Financial News

Banks bounce back

Investors chose to forget last week's negativity and returned chasing equity prices during yesterday's trading session at the Malta Stock Exchange.

HSBC Bank Malta rallied 64c or 6.4 per cent as 29,732 shares were purchased across 98 transactions.

Similarly, Bank of Valletta closed the session at its highest permissible level for the day. During the session a total of 41,840 shares were exchanged across 54 trades pushing the price 18c or 4.1 per cent higher to end at Lm4.51,9.

A substantial amount of FIMBank shares were exchanged across 24 transactions. The price rallied initially but still closed unchanged on the day at $2.35.

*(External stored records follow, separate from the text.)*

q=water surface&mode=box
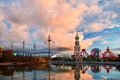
[0,64,120,80]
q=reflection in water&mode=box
[0,64,120,80]
[72,64,89,80]
[0,64,50,80]
[73,64,80,80]
[91,65,101,73]
[103,65,113,74]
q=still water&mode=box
[0,63,120,80]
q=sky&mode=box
[0,0,120,54]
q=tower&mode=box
[74,31,80,61]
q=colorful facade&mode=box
[101,47,118,60]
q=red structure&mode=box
[101,47,118,60]
[80,49,89,58]
[2,50,13,56]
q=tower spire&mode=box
[75,30,79,40]
[74,29,81,61]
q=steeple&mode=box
[75,30,79,40]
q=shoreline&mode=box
[0,62,40,66]
[0,61,120,66]
[49,61,120,66]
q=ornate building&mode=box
[74,31,81,61]
[101,47,118,60]
[0,46,50,63]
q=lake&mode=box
[0,63,120,80]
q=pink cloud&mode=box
[0,0,118,50]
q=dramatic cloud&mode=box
[0,0,120,53]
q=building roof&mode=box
[2,50,13,54]
[101,47,118,59]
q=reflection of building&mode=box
[80,49,89,59]
[103,65,113,73]
[91,65,101,73]
[74,31,81,61]
[0,63,50,80]
[72,64,89,80]
[101,47,118,60]
[81,65,89,73]
[73,64,80,80]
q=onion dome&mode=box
[75,31,79,40]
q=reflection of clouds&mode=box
[81,71,93,80]
[101,76,108,79]
[50,70,93,80]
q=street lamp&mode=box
[11,43,13,50]
[44,35,55,57]
[22,41,25,56]
[33,43,36,56]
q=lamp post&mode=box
[11,43,13,50]
[33,43,36,56]
[44,35,54,57]
[23,41,25,56]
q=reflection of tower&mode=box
[23,71,25,80]
[81,65,89,74]
[33,70,36,80]
[44,69,55,80]
[74,64,80,80]
[48,69,50,80]
[80,49,89,59]
[74,31,80,61]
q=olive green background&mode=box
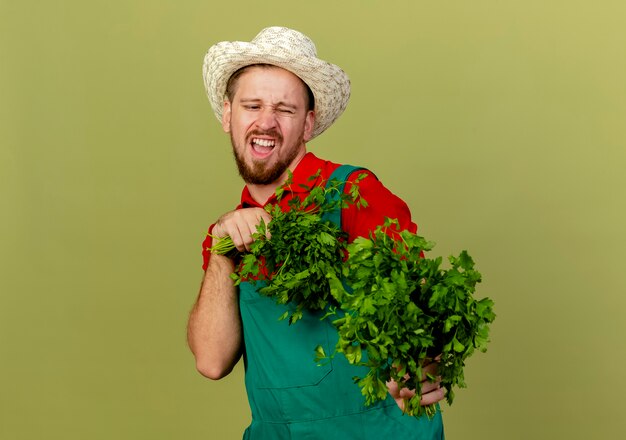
[2,1,625,438]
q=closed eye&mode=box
[277,107,296,115]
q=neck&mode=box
[246,150,307,205]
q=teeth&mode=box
[253,138,275,147]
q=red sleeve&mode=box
[341,171,417,243]
[201,224,216,272]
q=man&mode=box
[187,27,445,439]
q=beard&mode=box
[231,129,304,185]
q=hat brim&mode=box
[203,40,350,140]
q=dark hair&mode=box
[225,64,315,112]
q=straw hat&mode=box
[202,26,351,140]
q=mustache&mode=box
[246,129,283,143]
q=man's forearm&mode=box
[187,253,243,379]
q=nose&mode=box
[255,107,277,131]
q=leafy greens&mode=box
[209,172,495,418]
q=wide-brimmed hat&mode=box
[202,26,351,140]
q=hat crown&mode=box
[252,26,318,57]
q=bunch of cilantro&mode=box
[210,173,495,417]
[210,170,367,324]
[322,218,495,417]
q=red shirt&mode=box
[201,152,417,271]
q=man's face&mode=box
[222,66,315,185]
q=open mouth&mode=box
[250,137,277,158]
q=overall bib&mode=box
[238,166,445,439]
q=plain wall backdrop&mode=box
[2,1,625,438]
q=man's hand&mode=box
[212,207,272,252]
[386,358,446,413]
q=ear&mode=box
[221,101,231,133]
[303,110,315,142]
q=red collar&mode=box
[239,152,327,208]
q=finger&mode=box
[235,221,252,252]
[233,218,255,251]
[385,379,400,396]
[420,386,446,406]
[229,227,248,252]
[238,210,271,250]
[420,378,441,394]
[399,387,415,399]
[217,210,262,251]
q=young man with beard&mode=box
[187,27,445,439]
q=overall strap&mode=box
[321,165,365,228]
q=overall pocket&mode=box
[239,282,334,389]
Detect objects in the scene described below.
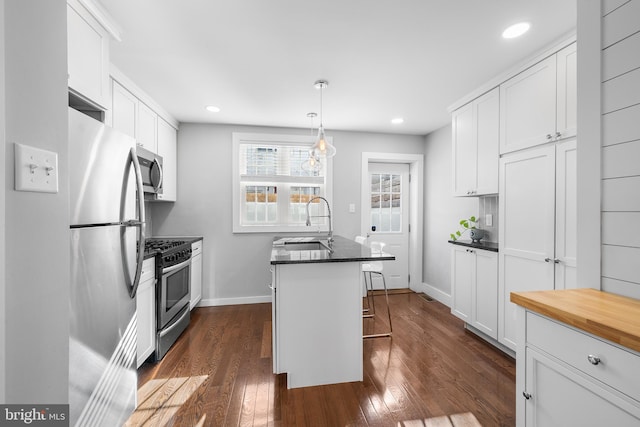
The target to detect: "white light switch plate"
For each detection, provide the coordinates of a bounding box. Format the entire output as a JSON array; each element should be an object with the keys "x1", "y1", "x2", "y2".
[
  {"x1": 349, "y1": 203, "x2": 356, "y2": 213},
  {"x1": 485, "y1": 214, "x2": 493, "y2": 227},
  {"x1": 14, "y1": 143, "x2": 59, "y2": 193}
]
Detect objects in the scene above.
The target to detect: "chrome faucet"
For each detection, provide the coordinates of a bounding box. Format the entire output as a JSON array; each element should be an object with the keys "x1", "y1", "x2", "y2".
[{"x1": 305, "y1": 196, "x2": 333, "y2": 245}]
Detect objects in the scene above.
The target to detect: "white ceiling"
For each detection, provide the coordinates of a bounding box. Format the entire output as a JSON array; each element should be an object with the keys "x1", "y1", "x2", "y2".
[{"x1": 101, "y1": 0, "x2": 576, "y2": 136}]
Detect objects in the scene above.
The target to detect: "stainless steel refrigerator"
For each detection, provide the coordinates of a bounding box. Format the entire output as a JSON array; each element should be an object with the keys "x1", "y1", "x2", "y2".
[{"x1": 68, "y1": 108, "x2": 145, "y2": 426}]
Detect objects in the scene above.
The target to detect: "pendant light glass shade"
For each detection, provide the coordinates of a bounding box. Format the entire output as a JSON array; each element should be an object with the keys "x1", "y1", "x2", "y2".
[
  {"x1": 311, "y1": 125, "x2": 336, "y2": 158},
  {"x1": 301, "y1": 151, "x2": 322, "y2": 172},
  {"x1": 311, "y1": 80, "x2": 336, "y2": 158}
]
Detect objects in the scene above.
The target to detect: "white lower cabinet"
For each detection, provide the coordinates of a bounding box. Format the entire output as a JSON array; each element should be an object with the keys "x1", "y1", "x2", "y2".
[
  {"x1": 190, "y1": 240, "x2": 202, "y2": 309},
  {"x1": 451, "y1": 246, "x2": 498, "y2": 339},
  {"x1": 517, "y1": 309, "x2": 640, "y2": 426},
  {"x1": 136, "y1": 257, "x2": 156, "y2": 368}
]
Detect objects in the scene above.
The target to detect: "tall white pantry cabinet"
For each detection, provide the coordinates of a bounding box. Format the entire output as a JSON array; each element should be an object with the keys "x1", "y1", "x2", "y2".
[
  {"x1": 449, "y1": 38, "x2": 577, "y2": 354},
  {"x1": 497, "y1": 39, "x2": 577, "y2": 351}
]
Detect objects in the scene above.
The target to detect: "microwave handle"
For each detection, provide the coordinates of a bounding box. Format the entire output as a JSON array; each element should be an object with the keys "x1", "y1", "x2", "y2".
[{"x1": 152, "y1": 158, "x2": 163, "y2": 192}]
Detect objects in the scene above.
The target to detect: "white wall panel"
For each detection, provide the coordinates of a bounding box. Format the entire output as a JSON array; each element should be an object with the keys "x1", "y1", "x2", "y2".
[
  {"x1": 602, "y1": 245, "x2": 640, "y2": 284},
  {"x1": 602, "y1": 212, "x2": 640, "y2": 247},
  {"x1": 602, "y1": 31, "x2": 640, "y2": 81},
  {"x1": 603, "y1": 0, "x2": 631, "y2": 16},
  {"x1": 602, "y1": 176, "x2": 640, "y2": 211},
  {"x1": 602, "y1": 104, "x2": 640, "y2": 146},
  {"x1": 602, "y1": 67, "x2": 640, "y2": 113},
  {"x1": 602, "y1": 0, "x2": 640, "y2": 48},
  {"x1": 602, "y1": 140, "x2": 640, "y2": 178},
  {"x1": 602, "y1": 277, "x2": 640, "y2": 300}
]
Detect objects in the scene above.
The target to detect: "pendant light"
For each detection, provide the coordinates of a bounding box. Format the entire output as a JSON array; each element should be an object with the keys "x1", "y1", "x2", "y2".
[
  {"x1": 310, "y1": 80, "x2": 337, "y2": 158},
  {"x1": 302, "y1": 112, "x2": 322, "y2": 173}
]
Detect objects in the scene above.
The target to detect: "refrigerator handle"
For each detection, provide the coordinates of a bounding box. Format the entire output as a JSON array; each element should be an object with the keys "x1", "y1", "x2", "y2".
[
  {"x1": 152, "y1": 158, "x2": 163, "y2": 192},
  {"x1": 129, "y1": 147, "x2": 146, "y2": 298}
]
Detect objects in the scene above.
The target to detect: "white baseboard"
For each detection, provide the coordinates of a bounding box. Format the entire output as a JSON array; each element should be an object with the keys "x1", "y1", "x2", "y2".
[
  {"x1": 198, "y1": 284, "x2": 449, "y2": 308},
  {"x1": 198, "y1": 295, "x2": 272, "y2": 307},
  {"x1": 414, "y1": 282, "x2": 451, "y2": 307}
]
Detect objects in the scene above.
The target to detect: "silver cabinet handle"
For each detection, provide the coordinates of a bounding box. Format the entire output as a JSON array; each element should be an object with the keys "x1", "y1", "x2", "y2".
[
  {"x1": 546, "y1": 134, "x2": 553, "y2": 140},
  {"x1": 587, "y1": 355, "x2": 601, "y2": 365},
  {"x1": 523, "y1": 391, "x2": 532, "y2": 400},
  {"x1": 544, "y1": 257, "x2": 552, "y2": 262},
  {"x1": 554, "y1": 258, "x2": 560, "y2": 264},
  {"x1": 556, "y1": 131, "x2": 562, "y2": 138}
]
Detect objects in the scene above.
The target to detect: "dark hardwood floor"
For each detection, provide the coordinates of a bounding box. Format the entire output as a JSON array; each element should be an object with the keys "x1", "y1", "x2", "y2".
[{"x1": 126, "y1": 291, "x2": 515, "y2": 426}]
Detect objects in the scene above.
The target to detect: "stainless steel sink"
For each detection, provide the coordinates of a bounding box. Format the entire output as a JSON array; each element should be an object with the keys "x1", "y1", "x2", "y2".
[{"x1": 283, "y1": 241, "x2": 331, "y2": 251}]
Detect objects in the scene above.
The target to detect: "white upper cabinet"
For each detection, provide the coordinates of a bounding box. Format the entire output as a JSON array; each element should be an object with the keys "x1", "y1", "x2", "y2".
[
  {"x1": 452, "y1": 87, "x2": 499, "y2": 196},
  {"x1": 499, "y1": 55, "x2": 557, "y2": 154},
  {"x1": 137, "y1": 102, "x2": 158, "y2": 153},
  {"x1": 111, "y1": 79, "x2": 159, "y2": 153},
  {"x1": 67, "y1": 0, "x2": 111, "y2": 109},
  {"x1": 556, "y1": 43, "x2": 578, "y2": 141},
  {"x1": 499, "y1": 42, "x2": 577, "y2": 154},
  {"x1": 112, "y1": 80, "x2": 137, "y2": 138},
  {"x1": 156, "y1": 118, "x2": 177, "y2": 202}
]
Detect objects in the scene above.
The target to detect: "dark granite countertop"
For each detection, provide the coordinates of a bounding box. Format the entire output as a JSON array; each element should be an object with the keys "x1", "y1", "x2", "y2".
[
  {"x1": 270, "y1": 235, "x2": 396, "y2": 265},
  {"x1": 448, "y1": 239, "x2": 499, "y2": 252}
]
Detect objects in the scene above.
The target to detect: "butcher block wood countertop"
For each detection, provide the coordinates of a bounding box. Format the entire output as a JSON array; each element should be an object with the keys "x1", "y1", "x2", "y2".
[{"x1": 511, "y1": 288, "x2": 640, "y2": 353}]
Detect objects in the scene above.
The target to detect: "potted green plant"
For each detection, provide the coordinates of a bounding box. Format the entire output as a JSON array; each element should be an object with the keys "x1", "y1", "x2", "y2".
[{"x1": 450, "y1": 216, "x2": 484, "y2": 242}]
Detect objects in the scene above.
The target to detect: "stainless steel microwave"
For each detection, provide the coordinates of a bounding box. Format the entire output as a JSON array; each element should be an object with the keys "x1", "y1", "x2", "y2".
[{"x1": 136, "y1": 146, "x2": 163, "y2": 196}]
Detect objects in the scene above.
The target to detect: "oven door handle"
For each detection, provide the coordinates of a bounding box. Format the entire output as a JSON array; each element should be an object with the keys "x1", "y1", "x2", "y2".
[{"x1": 162, "y1": 258, "x2": 191, "y2": 275}]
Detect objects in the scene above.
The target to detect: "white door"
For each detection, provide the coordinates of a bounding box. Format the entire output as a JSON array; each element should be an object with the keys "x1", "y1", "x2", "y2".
[
  {"x1": 364, "y1": 163, "x2": 410, "y2": 289},
  {"x1": 498, "y1": 146, "x2": 556, "y2": 350}
]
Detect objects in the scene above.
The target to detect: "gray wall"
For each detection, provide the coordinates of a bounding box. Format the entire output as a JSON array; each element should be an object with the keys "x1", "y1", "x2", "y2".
[
  {"x1": 422, "y1": 124, "x2": 478, "y2": 301},
  {"x1": 3, "y1": 0, "x2": 70, "y2": 402},
  {"x1": 150, "y1": 123, "x2": 425, "y2": 304}
]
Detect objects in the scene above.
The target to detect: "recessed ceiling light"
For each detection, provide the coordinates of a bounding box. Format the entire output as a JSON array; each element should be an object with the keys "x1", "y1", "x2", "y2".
[
  {"x1": 502, "y1": 22, "x2": 530, "y2": 39},
  {"x1": 206, "y1": 105, "x2": 221, "y2": 113},
  {"x1": 391, "y1": 118, "x2": 404, "y2": 124}
]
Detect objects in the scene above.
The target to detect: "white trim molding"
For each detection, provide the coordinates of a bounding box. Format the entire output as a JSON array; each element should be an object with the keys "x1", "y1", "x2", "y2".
[
  {"x1": 198, "y1": 295, "x2": 272, "y2": 307},
  {"x1": 361, "y1": 152, "x2": 424, "y2": 290},
  {"x1": 232, "y1": 132, "x2": 334, "y2": 234}
]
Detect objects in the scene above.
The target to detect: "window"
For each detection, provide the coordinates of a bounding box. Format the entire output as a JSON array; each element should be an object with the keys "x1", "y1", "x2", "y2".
[
  {"x1": 370, "y1": 172, "x2": 402, "y2": 232},
  {"x1": 233, "y1": 133, "x2": 333, "y2": 233}
]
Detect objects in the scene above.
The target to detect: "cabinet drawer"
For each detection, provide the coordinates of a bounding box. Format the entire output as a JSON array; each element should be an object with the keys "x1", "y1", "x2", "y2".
[
  {"x1": 527, "y1": 312, "x2": 640, "y2": 402},
  {"x1": 141, "y1": 258, "x2": 155, "y2": 284},
  {"x1": 191, "y1": 240, "x2": 202, "y2": 255}
]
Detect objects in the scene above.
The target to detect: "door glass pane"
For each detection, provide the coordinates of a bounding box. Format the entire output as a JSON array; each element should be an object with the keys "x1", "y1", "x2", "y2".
[{"x1": 370, "y1": 173, "x2": 402, "y2": 232}]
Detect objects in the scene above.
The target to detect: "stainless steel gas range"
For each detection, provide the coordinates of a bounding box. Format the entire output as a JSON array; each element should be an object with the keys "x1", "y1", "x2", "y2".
[{"x1": 145, "y1": 238, "x2": 193, "y2": 360}]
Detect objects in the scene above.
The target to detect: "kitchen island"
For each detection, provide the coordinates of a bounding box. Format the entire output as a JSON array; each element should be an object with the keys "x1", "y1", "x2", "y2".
[{"x1": 270, "y1": 235, "x2": 395, "y2": 388}]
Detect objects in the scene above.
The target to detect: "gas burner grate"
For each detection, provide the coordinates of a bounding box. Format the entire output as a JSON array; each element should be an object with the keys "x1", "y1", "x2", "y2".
[{"x1": 145, "y1": 239, "x2": 189, "y2": 253}]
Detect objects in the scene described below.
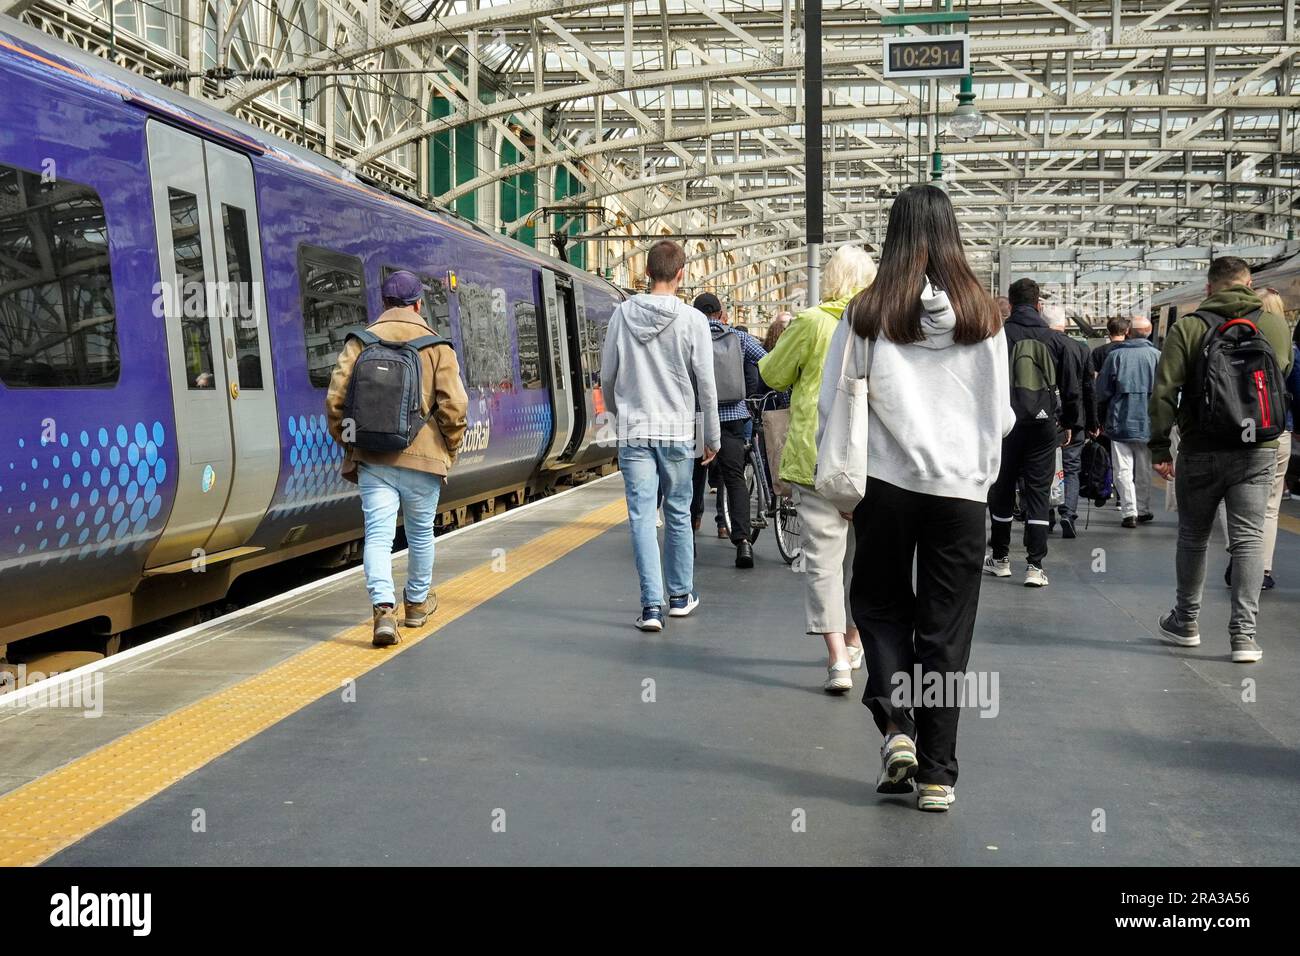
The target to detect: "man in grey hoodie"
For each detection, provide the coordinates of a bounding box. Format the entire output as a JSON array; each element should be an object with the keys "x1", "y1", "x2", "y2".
[{"x1": 600, "y1": 240, "x2": 722, "y2": 632}]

Just 275 shares of Lombard Bank were exchanged during the session without altering its previous closing price of Lm10.50. The bank reported, shortly before the market closed, a 44.2 per cent increase in pre-tax profit of Lm3.67 million for the year ended December 31, 2005. The board of directors is proposing a final gross dividend of 20c per share to all shareholders registered on the close of the March 13. Global Financial Services Group recouped more than its entire previous session's decline, jumping seven per cent to close at Lm1.39,2, while International Hotel Investments gained 5.5 per cent to climb back up to €0.95.

Maltacom returned back in favour and reclaimed the psychologically important Lm2 level. Activity consisted of 17,379 shares and was spread across 31 trades.

Malta International Airport was the day's only loser, as the equity declined 3c or 1.9 per cent to close the session at Lm1.57.

FTSE undermined despite strong RBS results

London equities moved lower yesterday as weakness in the mining and telecoms sectors took the shine off strong full-year results from Royal Bank of Scotland. The UK bank impressed investors with a 16 per cent rise in full-year profits and plans to return up to £1 billion to shareholders via a share buy-back programme. Shares in RBS rose four per cent to £19.33.

The news helped move the banking sector higher with HBOS trading up 2.4 per cent to £10.81 and Northern Rock up 0.7 per cent at £11.46.

Wall Street looked set to continue its volatile run yesterday as data showed that US economic growth advanced at its slowest rate in three years as consumer spending slowed.

Revised fourth-quarter gross domestic product data showed a 1.6 per cent annual increase, up from the 1.1 per cent initial estimate, but markedly slower than the 4.1 per cent growth seen in the third quarter.

Europe's bourses fell, after extending four-and-a-half-year highs in the previous session, with weakness in oil and utility stocks weighing. The FTSE Eurofirst 300 was down 0.8 per cent by mid afternoon with the Xetra Dax in Frankfurt down one per cent, the CAC-40 in Paris off 0.7 per cent and the FTSE 100 in London down 0.8 per cent.

The Japanese stock market eked out another increase yesterday, with rises in many domestic sectors counterbalancing falls among commodity companies. The Nikkei 225 managed its fourth straight rise, though there was little sense of triumph, with an increase of only 0.1 per cent to 16,205.43. The Topix was up 0.2 per cent to 1,660.42.